I also did that with knocks and rock clacks to get a baseline of the structure or signature of the sounds.  This is how the whole Silent Hills Project started.  Different types of sounds travel different distances.  When dealing with skeptics, being able to provide a baseline with known sounds goes a long way towards ending unnecessary arguments.  I can’t count the number of times I have heard the line “I know it was this or that because I hear it all the time”.  Again, our ears do play tricks on us. Arguing doesn’t make a stronger case for us.  Evidence does.  Having a file of baseline sounds keeps us grounded which brings me to the next point.

The fourth and final point of this post is when in doubt, throw it out!  There is no bigger hit to your credibility and the Bigfoot Community than posting possible bigfoot audio evidence that is easily dismissed because it’s a known critter or sound that could have been prevented by you doing your due diligence.  The only thing that will make it worse is if you argue it without some baseline evidence.  The sad truth of the matter is you can post 100 good things and 1 bad and folks will only remember the one.  That just seems to be the way it works.

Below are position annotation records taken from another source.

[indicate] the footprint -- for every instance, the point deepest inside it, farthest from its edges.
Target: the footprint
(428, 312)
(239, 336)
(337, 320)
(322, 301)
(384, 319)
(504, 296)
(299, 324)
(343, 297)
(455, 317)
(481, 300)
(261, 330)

One thing that I do want to point out is that I never actually throw out anything when it comes to audio.  I have kept all the raw data that I have recorded since day one.  If at any time someone wants to hear the context surrounding any possible audio clip I have the data for verification or authentication.  If I have a doubt on a sound or vocal I clip it and put it into an “Unknown File”.  If that sound or vocal repeats or is recorded clearer at a time in the future I have it there for comparison. One such occurrence that I had with this is early in my research I recorded what I thought was something handling my drop box.  However, there was no footfalls and virtually no sounds before or after it.  Even though I was super excited and wanted it to be my TEXLA moment, it wasn’t.  I kept the clipped file and hoped for another that would back it up.  Low and behold, a few weeks later it was recoded again.  But this time there was definite wings buzzing before and after the recording.  It was a bug crawling on the external mic.  Luckily at that time I was pretty computer illiterate, so I never posted that as possible Bigfoot playing with my recorder.  Lesson learned.  When we are trying to help scientifically prove the existence of Bigfoot it is vastly important to be able to back up our evidence and show repeatability.  That can not be done if we don’t do our homework.